A carreira de Gerard Butler tem sido especialmente associada a filmes de ação desde seu papel de destaque como Leônidas em 300, em 2006. Desde então, ele lançou alguns longas melhores e alguns piores, mas tenho quase certeza de que Destruição Final: O Último Refúgio está entre os primeiros – um filme de desastre que não reinventa a roda, mas onde tudo funcionou muito bem.
O sucesso do filme, especialmente em formato digital, levou à aprovação de uma sequência que, em teoria, parecia um tanto desnecessária. A história estava relativamente bem concluída, mas sempre havia a possibilidade de explorar como a sociedade humana se desenvolve em um planeta quase completamente devastado. Daí nasceu Destruição Final 2, uma sequência que não ofende, mas também não oferece nada realmente estimulante.
Destruição Final 2 começa bem, mas decai
A principal mudança em Destruição Final 2 em comparação com o primeiro filme é um aumento significativo no orçamento, que saltou de US$ 35 milhões para US$ 90 milhões. Isso também se traduz em um aumento considerável nas cenas de ação, já que o dinheiro foi alocado principalmente para tornar o filme um espetáculo visual de primeira linha. Ele não chega a atingir esse nível, mas nesse aspecto, claramente supera seu antecessor.
O problema é que isso também leva a uma mudança na concepção da história, reduzindo o componente mais humano e optando por uma estrutura mais episódica, tão fácil de diferenciar quanto identificar quais personagens estão com a família principal naquele momento.
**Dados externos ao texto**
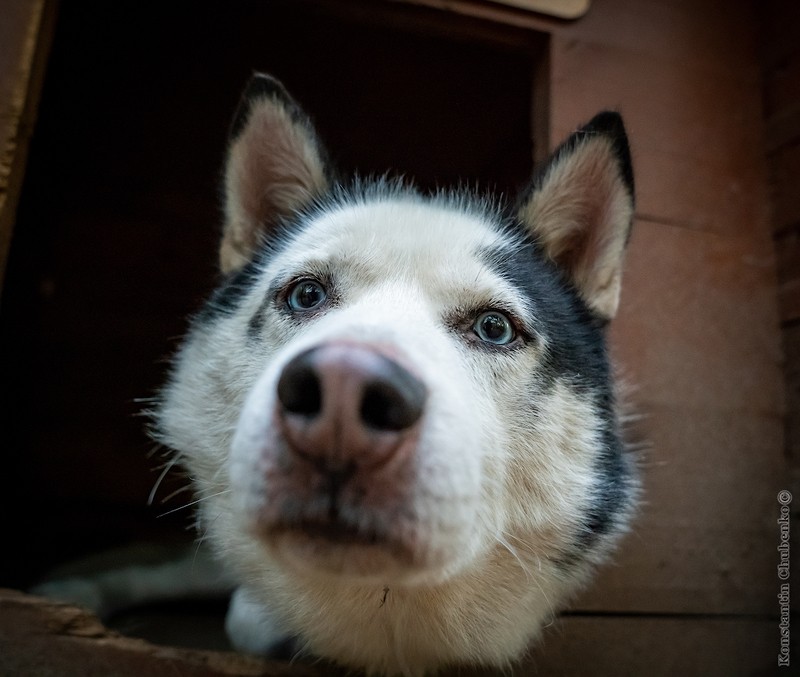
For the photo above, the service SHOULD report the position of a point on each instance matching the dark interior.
(115, 242)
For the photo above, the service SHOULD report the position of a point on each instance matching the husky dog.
(397, 409)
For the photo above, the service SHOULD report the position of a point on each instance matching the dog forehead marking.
(418, 244)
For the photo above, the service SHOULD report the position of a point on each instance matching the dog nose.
(345, 405)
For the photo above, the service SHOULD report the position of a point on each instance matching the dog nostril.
(299, 390)
(394, 403)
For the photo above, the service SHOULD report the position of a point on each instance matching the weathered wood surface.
(25, 34)
(46, 639)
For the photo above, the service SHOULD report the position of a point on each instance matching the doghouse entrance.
(117, 227)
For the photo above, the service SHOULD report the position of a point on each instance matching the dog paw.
(78, 591)
(252, 628)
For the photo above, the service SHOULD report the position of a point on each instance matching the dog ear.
(275, 167)
(580, 210)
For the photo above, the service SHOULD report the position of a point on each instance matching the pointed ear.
(275, 167)
(580, 210)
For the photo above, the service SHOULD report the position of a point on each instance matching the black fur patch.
(227, 297)
(576, 352)
(608, 124)
(576, 344)
(261, 86)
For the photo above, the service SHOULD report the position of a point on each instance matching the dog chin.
(345, 554)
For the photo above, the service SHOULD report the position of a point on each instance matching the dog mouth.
(333, 532)
(339, 547)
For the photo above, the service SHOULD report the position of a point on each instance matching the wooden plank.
(562, 9)
(782, 83)
(25, 37)
(680, 331)
(696, 140)
(704, 541)
(48, 639)
(784, 176)
(712, 36)
(656, 647)
(787, 247)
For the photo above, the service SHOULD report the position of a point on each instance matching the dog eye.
(306, 295)
(494, 327)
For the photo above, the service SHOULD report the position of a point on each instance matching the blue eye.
(306, 295)
(494, 327)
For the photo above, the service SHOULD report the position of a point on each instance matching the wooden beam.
(25, 36)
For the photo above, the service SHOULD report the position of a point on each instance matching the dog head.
(395, 388)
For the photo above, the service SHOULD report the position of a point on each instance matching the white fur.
(498, 493)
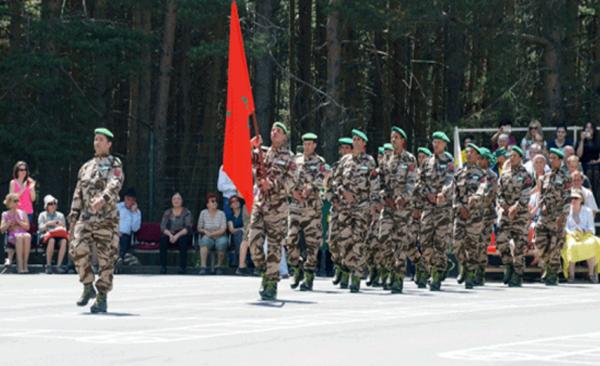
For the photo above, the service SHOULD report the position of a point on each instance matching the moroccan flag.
(237, 158)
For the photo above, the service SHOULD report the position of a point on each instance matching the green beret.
(518, 151)
(360, 134)
(345, 141)
(557, 152)
(424, 150)
(104, 131)
(439, 135)
(474, 147)
(309, 137)
(400, 131)
(282, 126)
(500, 152)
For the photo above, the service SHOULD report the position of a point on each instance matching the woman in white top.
(581, 242)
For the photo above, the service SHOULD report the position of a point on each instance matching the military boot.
(508, 273)
(345, 279)
(469, 279)
(309, 277)
(269, 289)
(337, 275)
(397, 283)
(384, 279)
(355, 283)
(297, 276)
(100, 304)
(372, 276)
(421, 277)
(516, 280)
(436, 282)
(480, 276)
(88, 294)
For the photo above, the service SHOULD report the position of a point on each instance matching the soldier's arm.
(77, 202)
(110, 194)
(411, 181)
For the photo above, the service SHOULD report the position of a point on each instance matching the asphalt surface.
(192, 320)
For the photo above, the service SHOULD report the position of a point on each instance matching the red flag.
(237, 157)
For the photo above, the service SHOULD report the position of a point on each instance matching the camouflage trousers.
(334, 247)
(106, 238)
(549, 240)
(308, 220)
(517, 231)
(467, 241)
(396, 238)
(268, 220)
(374, 247)
(486, 239)
(353, 228)
(436, 232)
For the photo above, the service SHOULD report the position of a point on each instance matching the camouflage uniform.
(436, 176)
(306, 215)
(398, 178)
(100, 177)
(489, 216)
(470, 185)
(549, 237)
(270, 211)
(514, 188)
(355, 174)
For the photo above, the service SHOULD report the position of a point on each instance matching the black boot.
(355, 284)
(100, 304)
(88, 294)
(309, 277)
(297, 276)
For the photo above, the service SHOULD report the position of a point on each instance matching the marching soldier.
(434, 190)
(470, 185)
(513, 197)
(550, 230)
(357, 185)
(306, 212)
(94, 220)
(486, 161)
(274, 177)
(345, 148)
(398, 178)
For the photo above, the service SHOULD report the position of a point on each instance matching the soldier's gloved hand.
(348, 197)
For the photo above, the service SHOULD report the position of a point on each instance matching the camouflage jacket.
(469, 182)
(100, 177)
(515, 186)
(436, 176)
(357, 174)
(278, 170)
(309, 173)
(489, 198)
(554, 194)
(398, 176)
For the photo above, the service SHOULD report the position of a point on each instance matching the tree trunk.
(15, 8)
(305, 116)
(162, 99)
(331, 124)
(264, 86)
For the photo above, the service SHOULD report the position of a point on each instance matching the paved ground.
(185, 320)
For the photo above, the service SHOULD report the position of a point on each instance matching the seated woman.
(212, 230)
(175, 228)
(49, 224)
(581, 243)
(16, 224)
(237, 224)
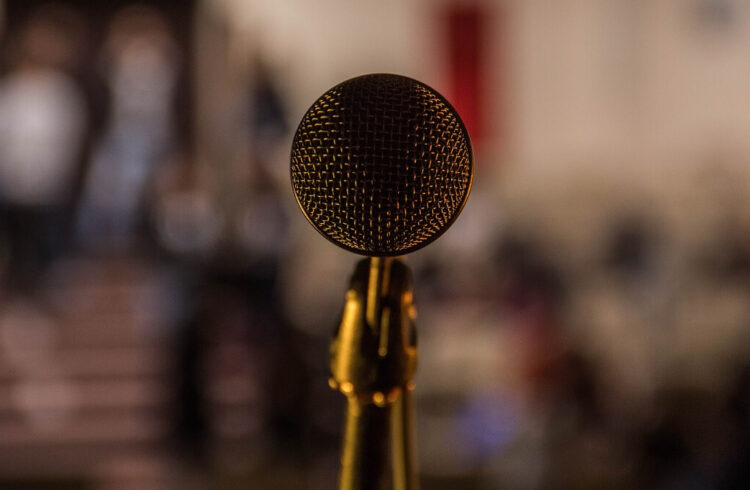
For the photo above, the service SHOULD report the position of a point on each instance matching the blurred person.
(141, 69)
(43, 120)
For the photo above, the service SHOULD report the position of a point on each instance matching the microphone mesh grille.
(381, 165)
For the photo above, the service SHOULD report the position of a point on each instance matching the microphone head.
(381, 165)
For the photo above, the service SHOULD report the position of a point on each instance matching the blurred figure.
(141, 63)
(42, 126)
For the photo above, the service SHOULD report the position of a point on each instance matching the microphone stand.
(373, 362)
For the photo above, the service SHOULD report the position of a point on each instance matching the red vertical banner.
(465, 24)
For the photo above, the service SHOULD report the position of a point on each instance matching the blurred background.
(165, 310)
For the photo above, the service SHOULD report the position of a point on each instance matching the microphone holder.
(373, 362)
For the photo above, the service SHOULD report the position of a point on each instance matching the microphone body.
(381, 165)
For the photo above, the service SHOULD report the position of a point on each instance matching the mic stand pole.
(373, 361)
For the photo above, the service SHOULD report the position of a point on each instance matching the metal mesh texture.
(381, 165)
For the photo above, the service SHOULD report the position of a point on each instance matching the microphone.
(381, 165)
Isso não é necessariamente ruim – a subtrama do casal fingindo ser a família do protagonista para tentar conseguir refúgio para ele funcionou muito bem no primeiro filme –, mas aqui pesa na narrativa, levando a muitos começos em falso. Como resultado, a sequência funciona mais em partes do que como um todo, dando a impressão de que o roteiro foi escrito com um mix de várias ideias, sem alcançar um verdadeiro senso de continuidade entre elas.
Uma abertura cheia de ação
A abertura é a melhor parte do filme, dando maior ênfase a como cada pessoa é afetada por estar em uma situação de vida ou morte, com algumas muito mais inclinadas a ajudar as outras. Mesmo se passando vários anos após o primeiro filme, realmente parece uma continuação daquilo que tantos de nós amamos da primeira vez. E tudo culmina em uma fantástica cena de abertura repleta de ação e destruição.
É como se os responsáveis por Destruição Final 2 achassem que precisavam oferecer algo muito maior e mais impressionante para não perder o interesse do público. E é verdade que há momentos em que o diretor Ric Roman Waugh demonstra uma força tremenda, mas chega um ponto em que o foco está tanto na acumulação de efeitos e na tentativa de superar uns aos outros que simplesmente começamos a nos desconectar do drama de um pai que faz o que for preciso para proteger sua família.
Isso faz com que o longa comece bem, mas gradualmente perca o ritmo, caminhando aos trancos e barrancos para uma conclusão que busca impacto emocional, mas acaba decepcionando. Não acho que Destruição Final 2 seja um filme ruim, mas é claramente inferior ao antecessor – e uma oportunidade perdida de continuar expandindo um universo que pode não ser muito original, mas que no primeiro volume foi mais divertido e estimulante.